その光景を楽しげに見ていると、自分の名前を呼ばう声が。「紗姫!」振り返ると視界には、息を切らし走ってくる親友の舞花(まいか)の姿があった。
言葉も発せられないほどに息が上った舞花に紗姫は近寄り、何が有ったのか訪ねると、舞花は飛びつく様に抱きついて来た。
そして何所から聞きつけたのか舞花は彼氏との別離を知っているらしく、泣きながら紗姫の肩に顔を埋めて泣きじゃくった。
「ごめんね紗姫!!…あんな奴っ…いい奴だって信じてたのに!」泣きながら悔しがる舞花の右手の指の関節には細かな傷や痣があり
、紗姫は何が有ったのか分かった気がした。
そして唯純粋に自分の気持ちを思い遣って泣き続ける舞花を抱き締め、静かな声で慰めた。
Scene:2「淡色Prism」
彼女の一挙手一投足に柔らかな色が溢れる。光の微粒子が舞い散っていると錯覚してしまう程に、彼女の笑顔は輝いていた。
それ位に紗姫は舞花にとって眩しく、見つめ続ける事も出来ずに、つい目をそらしてしまうのだった。
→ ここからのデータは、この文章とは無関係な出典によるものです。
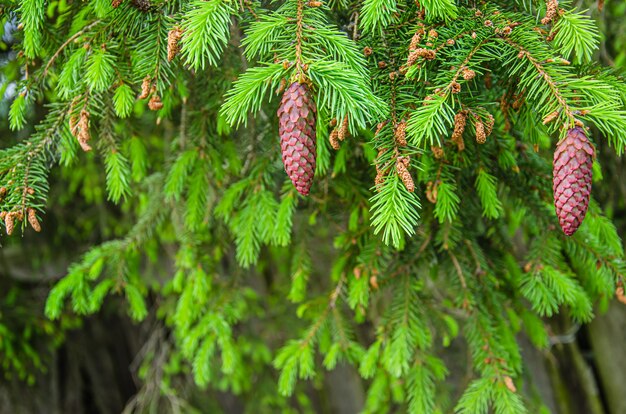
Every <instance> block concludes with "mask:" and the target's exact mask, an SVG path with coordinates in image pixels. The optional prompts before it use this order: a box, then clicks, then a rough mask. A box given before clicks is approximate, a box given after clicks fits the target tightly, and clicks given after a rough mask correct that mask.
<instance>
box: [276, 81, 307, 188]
mask: <svg viewBox="0 0 626 414" xmlns="http://www.w3.org/2000/svg"><path fill="white" fill-rule="evenodd" d="M315 113H316V109H315V102H313V99H311V97H310V96H309V87H308V86H307V85H305V84H303V83H298V82H294V83H292V84H291V86H289V88H288V89H287V90H286V91H285V93H284V94H283V99H282V101H281V102H280V106H279V107H278V113H277V115H278V122H279V134H280V147H281V149H282V153H283V164H285V171H287V175H289V178H291V181H292V182H293V185H295V186H296V190H298V192H299V193H300V194H302V195H308V194H309V189H310V188H311V185H312V184H313V175H314V174H315V154H316V152H315Z"/></svg>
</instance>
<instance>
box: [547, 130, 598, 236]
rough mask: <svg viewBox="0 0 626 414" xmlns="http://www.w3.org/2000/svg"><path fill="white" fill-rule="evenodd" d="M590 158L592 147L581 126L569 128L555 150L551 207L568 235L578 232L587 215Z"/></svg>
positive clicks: (588, 191)
mask: <svg viewBox="0 0 626 414" xmlns="http://www.w3.org/2000/svg"><path fill="white" fill-rule="evenodd" d="M593 157H594V148H593V146H592V145H591V143H590V142H589V140H588V139H587V135H585V130H584V129H582V128H580V127H576V128H573V129H570V130H569V131H568V132H567V136H566V137H565V139H563V140H562V141H561V142H560V143H559V144H557V147H556V151H554V170H553V173H552V176H553V182H554V186H553V190H554V205H555V206H556V215H557V217H558V218H559V223H560V224H561V228H562V229H563V232H564V233H565V234H567V235H568V236H571V235H572V234H574V233H575V232H576V230H578V227H580V225H581V223H582V222H583V219H584V218H585V214H587V207H588V206H589V196H590V194H591V175H592V166H593Z"/></svg>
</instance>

それは7ヶ月前、舞花は紗姫に携帯番号を渡してくれと小さなメモを手渡され、その時初めて自分が目をそらしてしまう理由…紗姫を好きだという事を確信した。けれど紗姫は自分と同じ「オンナノコ」。その一言を伝えてしまえば、傍に居る事も出来なくなってしまうかも知れない。そんな悲しみに比べたら、一生好きだという一言を伝えられなくても、自分が泣き続ける事などなんでもないと、舞花はその一言を封印した。